Профессор поцеловал руку Таси, пожал руку Михаилу и проводил их до дверей. Провожать Михаила и Тасю вышла вся прислуга дома № 25 на улице Рейтарской, кроме Клавки, которая была уже, наверное, в Петербурге. Франц Иванович подъехал к дому на извозчике, которого поймал по просьбе Михаила. Тут же помог погрузить в коляску чемоданы, а потом браво щелкнул сапогами и откозырял.

— Приятно было, господа, познакомиться. Люди вы очень душевные.

С добрыми улыбками прощались с молодоженами и консьержка, и Дарья, и две куховарки. Михаил и Тася сели в коляску, и лошади тронулись.

Они ехали по Рейтарской улице, а затем по Владимирской к родительскому дому Михаила на Андреевском спуске. На каштанах вместо опавших цветов уже появились крошечные ежики. В природе все менялось так же быстро, как и в их жизни. Медовый месяц пролетел, как один день, но за этот месяц произошло столько событий, что, казалось, и за год столько не происходит. Где-то позади, уходя в воспоминания, остались Маргарита Львовна и полковник Шипшинский, Петр Хмельников и архитектор Данцер, заезжие артисты-мошенники и Клавка... Вряд ли они когда-нибудь с ними встретятся.
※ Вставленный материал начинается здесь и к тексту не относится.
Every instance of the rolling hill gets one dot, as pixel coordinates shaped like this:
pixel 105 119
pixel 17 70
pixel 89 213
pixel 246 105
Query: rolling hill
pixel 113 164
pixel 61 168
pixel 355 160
Пожалуй, только с профессором Переброженским предстоят еще встречи на медицинском факультете в университете святого Владимира, где Михаилу предстояло слушать лекции еще целый год.

— Мишенька, — положив голову на плечо мужа, ласково сказала Тася, — а все-таки у нас был неплохой медовый месяц. Так много впечатлений. И ты у меня молодец. Не даром тебя Арсений Лукич хвалил. Он и мне говорил, что ты будешь настоящим врачом.

Тася неожиданно вспомнила день, когда была в гостях у Маргариты Львовны, и Клавка гадала на картах. В глазах ее появилась грустинка.

— А может быть, Миша, все сложится иначе, и ты станешь сочинительствовать. Ведь Чехов был врачом, а потом...

— Выдумаешь ты такое, Тасечка. Мои упражнения в сочинительстве закончились пьесками, которые я писал на станции Буча, отдыхая на даче. Прав был профессор, когда надо мной подсмеивался. Я тебе могу, Тасечка, наверняка обещать: сколько мы с тобой будем вместе жить, а жить мы будем долго, очень долго, я никогда не возьму в руки перо и не буду испытывать себя на литературном поприще. Сочинительство — это не мое призвание...

Они ехали, весело переговариваясь, улыбаясь солнечному дню. И ни за чтобы они сейчас не поверили тому, кто сказал бы им, что кошмарный сон, привидевшийся Тасе в первый день их медового месяца, был пророческим, что не пройдет и года, как на весь мир и на них обрушится война и все переломает, покорежит, и в их жизни произойдут необратимые перемены.